Federal agency overseeing regulators shrinks
BLOOMBERG — As the U.S. government’s regulatory bureaucracy has ballooned, one agency has been left behind: The office that oversees the regulators themselves.
The BGOV (Bloomberg Government) Barometer shows the number of people working in federal agencies with regulatory authority has doubled to about 292,000 under both Republican and Democratic administrations during the past 30 years.
In the same period, the Office of Information and Regulatory Affairs, the White House bureau that reviews most major rules, has shrunk to 45 from 90, according to data compiled by researchers at George Washington University in Washington and Washington University in St. Louis.
That means there are fewer people to carry out the office’s main task of examining agency regulations to make sure that cost-benefit analysis and other measures of a rule’s value are up to snuff. President Barack Obama has added duties, including an executive order last month putting OIRA in charge of overseeing so-called regulatory look-backs, a government-wide process of eliminating outdated or redundant rules.
“I do not know how many more OIRA staffers are needed but they definitely need more than their diminished current size,” John Graham, who ran the office in the first years of the George W. Bush administration, said in an e-mail.

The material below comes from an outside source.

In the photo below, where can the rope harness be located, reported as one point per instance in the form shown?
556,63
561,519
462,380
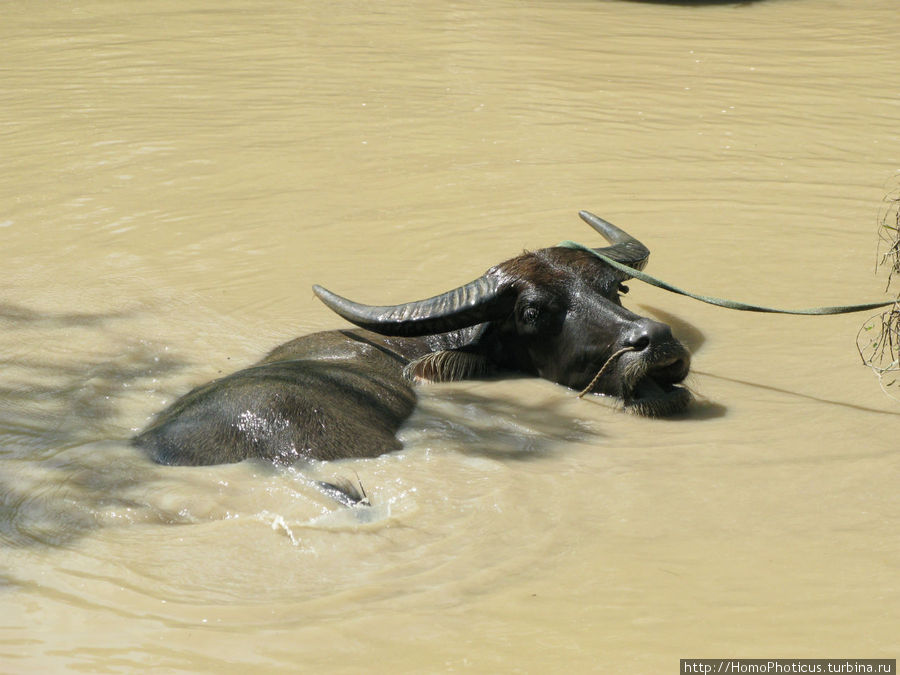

Presumptive Republican presidential nominee Mitt Romney and business groups including the U.S. Chamber of Commerce have complained that Obama administration regulations are stifling economic growth.
OIRA’s current administrator, Cass Sunstein, has said the White House has tried to minimize burdens on business and has issued regulations with $91 billion in net benefits in Obama’s first three years.
Sunstein says he’s making do with his current staff.
“We’d rather have 90 rather than 50, but the work is getting done,” he said last month at an American Bar Association conference in Washington.
Sunstein’s outlook may change when he leaves his post, said Susan Dudley, his predecessor in the last years of the Bush administration.
“I would have said the same thing when I was administrator,” Dudley said in an interview. “There’s a macho feeling about how hard we work and I respect it. But now that I’m out, I think they need more macho people.”
Dudley, now director of the regulatory studies center at George Washington University, was co-author of a 2011 study of federal regulator budgets that compiled agency staffing totals. The count doesn’t cover offices that primarily perform entitlement, taxation or procurement work, such as the Internal Revenue Service and the Social Security Administration.
The Administrative Conference of the United States took OIRA’s workload into account in making recommendations for improving rule review, according to Paul Verkuil, chairman of the conference, an independent federal office that provides non- partisan advice to improve agency procedures.
“We considered in our proposals for streamlining regulatory analysis solutions that would not add burdens to the staff of OIRA,” Verkuil said.
The agency’s growing duties may increase the chance that “regulations that benefit the public don’t get through or are delayed,” Verkuil said.
Dudley said the number of employees of agencies with regulatory duties is an imprecise measure of a burden on OIRA because only a fraction of them actually are involved in writing new rules.
Nonetheless, “I think the comparisons tell a valid story about the resources devoted to developing and implementing regulations versus the resources devoted to checking or constraining them,” Dudley said.
From 1999 through 2002, a period encompassing the last two years of the administration of President Bill Clinton and the first two years of George W. Bush, OIRA reviewed 389 “economically significant” regulations — those with an annual impact of more than $100 million, according to agency data at Reginfo.gov.
In a similar span at the end of the Bush administration and the first two years of Obama’s tenure, OIRA looked at 483 economically significant regulations.
Beyond the number of rules, the increasing burden results from the growing complexity of regulation, said Sally Katzen, the OIRA administrator under Clinton.
In 1977, a rule requiring cars either to have air bags or automatic seat belts was covered in 10 pages. In 1997, what Katzen termed “a tiny technical issue” involving the velocity at which air bags deployed required 16 pages.
“The difference is that we have required all of this analysis, all of this exploration of alternatives,” Katzen said.
OIRA also has to contend with its status as part of the White House Office of Management and Budget, which is under pressure to cut budgets.
“OMB is the guardian of the budget process and the tough guy that makes sure agencies are right-sized,” Katzen said. “It cannot then allow itself to grow, and that includes OIRA.”